Canadian veterans will remember such scenes as this … guns being taken through shell-wrecked villages to the front lines.

But he was a queer one. He consorted with publicans and sinners. He deliberately sought out all the blacklegs in the battalion, the drunks, the gamblers, the blasphemers, the timid, the fearful, and sat with them, by day and by night, in the trenches. He carried around haversacks of secret treasures which we who loved him most accused him of having stolen somewhere, and these he gave to the least worthy.

He wheedled patrols out of sentimental platoon officers in order to go ghouling around in No Man’s Land to seek and bury fliers, British or German, it did not matter, who fell flaming between the lines; and there, before the abashed patrol guarding him, he would kneel, helmet laid aside, in the wind and the night, speaking softly from a little open book which he could not see in the dark; and in the morning the Germans would be astonished to see, in No Man’s Land, a fresh grave and a new cross shining.

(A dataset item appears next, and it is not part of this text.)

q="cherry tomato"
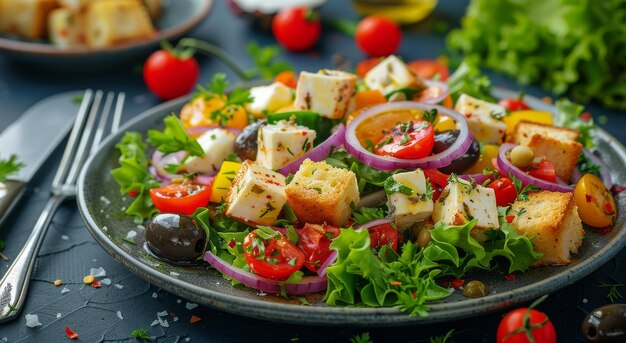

We tried to keep him. The colonel thought up special duties for him, that would detain him at the wagon lines. He was not encouraged to spend his time up in the front trenches. His friends, both officers and privates, reasoned with him. He listened to all our importunities with earnest, wide stare, as if trying so hard to understand our point of view. We told him he was becoming a moral hazard; if anything happened to him, it would ruin the morale of us all. He just laughed. He buried a hundred or two of us. He was so mad, so lawless, so childish and irresponsible, that when, ten months later, we came to the Battle of Amiens, the Colonel favored Captain Davis with a special, personal order. Not merely a mention in operation orders. An order all to himself.

“From the O.C.

4th C.M.R.

To Captain W. H. Davis, M.C. Chaplain, 4th C.M.R

“During the coming engagement you will please remain at the battalion wagon lines at Boves Wood until you receive from the commanding officer a written order to come forward.”

At broad noon, we swept, almost a battalion in line, like in Wellington’s time, out of Le Quesnel to go, across a lovely August plateau of waving wheat, to Folies, 1,000 yards ahead.

About the middle of the line, stiff and straight, was Padre Davis, turning his head to right, to left, watching where they fell.

When enough had fallen he turned and ran back to the brick wall of the chateau in Le Quesnel and led out the bandsmen, who acted as stretcher-bearers in battle.

Leading them, pointing to where the boys had fallen, a shell struck at his feet.

And from his top left-hand breast pocket, the one the little purple and white ribbon was over, as we laid him number one in the long grave with Lieut. John McDonald and twelve men of the regiment, in Le Quesnel Catholic cemetery, though they were all Protestants, we took that same order, at the bottom of which the padre had written in pencil:

“Orders is orders.”

Whose orders?


Editor’s Note: The 4th Canadian Mounted Rifles was the unit that Greg Clark belonged to in the First World War.